Hermano Pablo | Reverendo

Con un seco y sonoro ¡clic! se cerró la trampa. Era una trampa de acero, silenciosa y traicionera, oculta en la nieve por hojas de pino. Serge Cherblinko, cazador de osos en los bosques de Siberia, andaba de cacería. Sin darse cuenta, pisó donde no debió haberlo hecho, y la trampa clavó en él sus dientes de acero.

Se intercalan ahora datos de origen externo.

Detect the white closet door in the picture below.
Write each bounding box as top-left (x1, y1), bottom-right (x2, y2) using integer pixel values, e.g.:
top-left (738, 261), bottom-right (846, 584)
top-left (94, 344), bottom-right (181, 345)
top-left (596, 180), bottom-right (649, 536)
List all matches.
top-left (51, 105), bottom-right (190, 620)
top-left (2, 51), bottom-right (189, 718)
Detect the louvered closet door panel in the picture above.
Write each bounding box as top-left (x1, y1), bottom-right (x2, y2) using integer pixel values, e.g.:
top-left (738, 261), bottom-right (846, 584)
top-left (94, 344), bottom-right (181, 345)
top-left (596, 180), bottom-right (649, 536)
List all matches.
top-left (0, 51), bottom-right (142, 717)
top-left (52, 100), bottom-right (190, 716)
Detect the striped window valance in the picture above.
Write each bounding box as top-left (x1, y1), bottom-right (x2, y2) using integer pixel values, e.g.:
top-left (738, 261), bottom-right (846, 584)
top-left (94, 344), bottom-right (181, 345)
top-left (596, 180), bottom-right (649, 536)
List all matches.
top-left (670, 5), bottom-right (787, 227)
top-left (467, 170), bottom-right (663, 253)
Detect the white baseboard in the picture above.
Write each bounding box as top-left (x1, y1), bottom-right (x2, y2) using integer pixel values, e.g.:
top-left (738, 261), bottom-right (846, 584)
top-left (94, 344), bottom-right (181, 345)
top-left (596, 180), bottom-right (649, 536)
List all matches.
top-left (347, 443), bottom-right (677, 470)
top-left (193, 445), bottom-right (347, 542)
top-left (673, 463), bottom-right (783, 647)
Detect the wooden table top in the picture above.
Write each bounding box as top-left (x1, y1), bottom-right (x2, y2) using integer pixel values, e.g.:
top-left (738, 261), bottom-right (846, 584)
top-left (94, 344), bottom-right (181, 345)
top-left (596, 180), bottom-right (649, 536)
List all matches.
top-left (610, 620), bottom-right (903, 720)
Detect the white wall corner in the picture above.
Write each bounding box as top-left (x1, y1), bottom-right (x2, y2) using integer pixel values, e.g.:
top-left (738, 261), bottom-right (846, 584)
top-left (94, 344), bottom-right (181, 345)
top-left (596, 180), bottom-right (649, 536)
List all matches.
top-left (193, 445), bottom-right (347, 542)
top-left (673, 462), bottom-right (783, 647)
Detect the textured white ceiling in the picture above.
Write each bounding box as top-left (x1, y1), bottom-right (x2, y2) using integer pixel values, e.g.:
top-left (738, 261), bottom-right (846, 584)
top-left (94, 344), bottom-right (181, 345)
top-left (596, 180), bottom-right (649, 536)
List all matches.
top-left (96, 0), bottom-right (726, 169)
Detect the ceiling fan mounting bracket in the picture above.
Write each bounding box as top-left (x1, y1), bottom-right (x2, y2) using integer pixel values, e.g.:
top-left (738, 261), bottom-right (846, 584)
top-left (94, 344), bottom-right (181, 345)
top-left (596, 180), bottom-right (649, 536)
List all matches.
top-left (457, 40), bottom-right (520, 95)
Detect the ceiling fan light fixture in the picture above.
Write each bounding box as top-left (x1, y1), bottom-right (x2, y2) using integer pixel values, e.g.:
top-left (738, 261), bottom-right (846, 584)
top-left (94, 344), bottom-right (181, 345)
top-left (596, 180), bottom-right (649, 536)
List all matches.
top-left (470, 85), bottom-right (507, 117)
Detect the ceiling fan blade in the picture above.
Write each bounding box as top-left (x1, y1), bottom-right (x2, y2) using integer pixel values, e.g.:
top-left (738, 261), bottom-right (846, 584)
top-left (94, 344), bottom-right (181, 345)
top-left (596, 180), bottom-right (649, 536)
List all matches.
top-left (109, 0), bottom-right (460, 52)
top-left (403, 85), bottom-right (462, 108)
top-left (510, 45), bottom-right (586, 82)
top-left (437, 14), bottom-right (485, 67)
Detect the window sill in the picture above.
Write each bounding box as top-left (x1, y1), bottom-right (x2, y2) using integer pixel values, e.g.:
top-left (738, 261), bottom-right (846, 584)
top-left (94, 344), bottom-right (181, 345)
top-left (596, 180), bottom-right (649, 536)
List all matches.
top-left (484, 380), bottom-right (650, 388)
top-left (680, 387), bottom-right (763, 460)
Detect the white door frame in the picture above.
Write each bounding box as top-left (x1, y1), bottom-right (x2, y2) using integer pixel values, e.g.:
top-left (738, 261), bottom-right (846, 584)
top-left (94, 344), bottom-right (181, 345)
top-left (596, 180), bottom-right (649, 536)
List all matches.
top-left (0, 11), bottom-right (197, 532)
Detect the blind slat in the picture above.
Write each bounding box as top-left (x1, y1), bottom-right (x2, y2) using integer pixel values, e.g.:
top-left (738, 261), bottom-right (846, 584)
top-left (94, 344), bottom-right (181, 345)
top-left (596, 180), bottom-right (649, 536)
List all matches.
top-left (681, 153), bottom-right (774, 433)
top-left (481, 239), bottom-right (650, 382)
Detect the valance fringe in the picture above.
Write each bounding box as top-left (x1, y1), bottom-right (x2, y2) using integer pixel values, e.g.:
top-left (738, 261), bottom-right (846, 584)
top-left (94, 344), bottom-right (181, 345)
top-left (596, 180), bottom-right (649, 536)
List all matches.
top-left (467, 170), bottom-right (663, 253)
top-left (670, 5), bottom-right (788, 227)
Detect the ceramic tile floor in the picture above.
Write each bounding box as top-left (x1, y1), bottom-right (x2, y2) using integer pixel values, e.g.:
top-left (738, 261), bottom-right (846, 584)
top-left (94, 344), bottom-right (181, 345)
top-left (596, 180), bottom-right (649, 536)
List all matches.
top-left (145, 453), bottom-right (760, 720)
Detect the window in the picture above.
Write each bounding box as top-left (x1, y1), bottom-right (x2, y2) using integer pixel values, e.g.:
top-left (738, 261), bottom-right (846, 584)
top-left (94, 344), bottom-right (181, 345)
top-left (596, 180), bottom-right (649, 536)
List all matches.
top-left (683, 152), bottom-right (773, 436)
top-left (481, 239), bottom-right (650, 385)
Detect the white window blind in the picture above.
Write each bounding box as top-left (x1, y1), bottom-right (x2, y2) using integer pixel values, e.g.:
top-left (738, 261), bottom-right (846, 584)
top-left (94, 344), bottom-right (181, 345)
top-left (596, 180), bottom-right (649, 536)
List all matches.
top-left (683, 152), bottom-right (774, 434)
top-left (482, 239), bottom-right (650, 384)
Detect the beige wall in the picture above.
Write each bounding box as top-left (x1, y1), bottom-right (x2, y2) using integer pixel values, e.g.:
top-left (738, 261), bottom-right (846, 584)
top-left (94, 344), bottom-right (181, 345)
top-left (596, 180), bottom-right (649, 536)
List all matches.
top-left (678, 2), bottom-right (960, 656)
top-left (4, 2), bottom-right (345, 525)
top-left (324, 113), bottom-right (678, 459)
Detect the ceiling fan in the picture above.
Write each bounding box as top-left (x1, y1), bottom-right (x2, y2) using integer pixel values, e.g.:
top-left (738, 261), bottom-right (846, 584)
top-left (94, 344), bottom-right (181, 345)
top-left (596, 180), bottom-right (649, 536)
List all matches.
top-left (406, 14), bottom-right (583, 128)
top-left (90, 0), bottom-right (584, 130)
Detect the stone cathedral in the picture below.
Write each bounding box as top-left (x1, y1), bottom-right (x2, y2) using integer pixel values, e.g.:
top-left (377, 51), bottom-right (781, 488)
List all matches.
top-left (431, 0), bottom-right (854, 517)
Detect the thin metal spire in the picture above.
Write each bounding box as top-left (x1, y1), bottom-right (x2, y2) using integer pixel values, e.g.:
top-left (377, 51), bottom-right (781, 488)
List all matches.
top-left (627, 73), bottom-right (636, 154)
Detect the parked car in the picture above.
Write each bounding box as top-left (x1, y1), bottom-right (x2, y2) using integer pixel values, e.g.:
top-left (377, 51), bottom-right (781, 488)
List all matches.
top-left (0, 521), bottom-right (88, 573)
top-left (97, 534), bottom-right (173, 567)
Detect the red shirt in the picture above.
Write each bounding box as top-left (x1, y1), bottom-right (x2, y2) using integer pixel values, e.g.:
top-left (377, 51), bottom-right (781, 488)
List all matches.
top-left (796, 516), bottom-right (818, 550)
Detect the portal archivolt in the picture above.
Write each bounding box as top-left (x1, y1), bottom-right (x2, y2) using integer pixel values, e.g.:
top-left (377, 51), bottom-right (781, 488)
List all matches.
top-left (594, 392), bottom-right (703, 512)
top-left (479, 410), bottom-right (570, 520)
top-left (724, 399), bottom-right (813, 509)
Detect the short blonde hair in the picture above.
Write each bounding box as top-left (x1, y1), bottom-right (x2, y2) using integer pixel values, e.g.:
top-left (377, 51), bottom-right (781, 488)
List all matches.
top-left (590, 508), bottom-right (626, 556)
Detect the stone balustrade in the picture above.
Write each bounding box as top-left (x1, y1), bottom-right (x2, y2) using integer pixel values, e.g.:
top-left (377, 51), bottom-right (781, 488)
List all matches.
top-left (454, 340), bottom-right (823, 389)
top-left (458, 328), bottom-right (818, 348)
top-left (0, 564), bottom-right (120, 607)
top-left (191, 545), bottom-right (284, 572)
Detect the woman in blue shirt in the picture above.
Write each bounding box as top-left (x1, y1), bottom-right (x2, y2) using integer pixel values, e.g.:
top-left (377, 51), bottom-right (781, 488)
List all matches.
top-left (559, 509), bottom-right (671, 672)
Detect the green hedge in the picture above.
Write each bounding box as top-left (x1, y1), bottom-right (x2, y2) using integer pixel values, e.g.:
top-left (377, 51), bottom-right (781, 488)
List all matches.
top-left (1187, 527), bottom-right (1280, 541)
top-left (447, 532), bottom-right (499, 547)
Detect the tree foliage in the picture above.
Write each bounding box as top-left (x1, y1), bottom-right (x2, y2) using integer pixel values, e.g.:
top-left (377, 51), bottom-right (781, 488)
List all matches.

Serge sabía que por sí solo le sería imposible librarse de la trampa. El dolor era intenso, y la noche se aproximaba, con sus fríos, sus lobos y sus osos. Ahí mismo, solo y en medio del bosque, tomó una decisión drástica. Con su cuchillo de monte, se amputó el pie y, renqueando y arrastrándose como pudo, regando sangre por el camino, cubrió los dos kilómetros hasta llegar al refugio. Perdió un pie, pero se salvó la vida.

¡Cuántas no han sido las veces que el cirujano se acerca a la cama del paciente y le dice: «Para salvarle la vida tenemos que amputarle la pierna»! Y como más vale la vida que una pierna, el paciente se somete. La vida misma siempre vale más que cualquier miembro del cuerpo.

Jesucristo conocía el incalculable valor de la vida eterna, así que un día, al predicarles a las multitudes, dijo: «...si tu ojo derecho te hace pecar, sácatelo y tíralo. Más te vale perder una sola parte de tu cuerpo, y no que todo él sea arrojado al infierno. Y si tu mano derecha te hace pecar, córtatela y arrójala. Más te vale perder una sola parte de tu cuerpo, y no que todo él vaya al infierno. Y si tu mano derecha te es ocasión de caer, córtala, y échala de ti; pues mejor te es que se pierda uno de tus miembros, y no que todo tu cuerpo sea echado al infierno» (Mateo 5: 29-30).

Si la vida física vale más que cualquier miembro de nuestro cuerpo, con mayor razón la vida espiritual, que es eterna, vale más que cualquier cosa en esta vida. Y sin embargo, ¡qué fácil nos es apegarnos a nuestros antojos injustos e inmorales aunque así perdamos la vida eterna! Jesús lo expresó con una claridad diáfana al decir que si ganamos el mundo entero, pero perdemos nuestra alma, lo hemos perdido todo. No cedamos lo eterno por lo efímero. Ni cedamos la gloria celestial por la vanagloria de este mundo. Al contrario, pidámosle a Cristo que sea el Señor y Dueño de nuestra vida.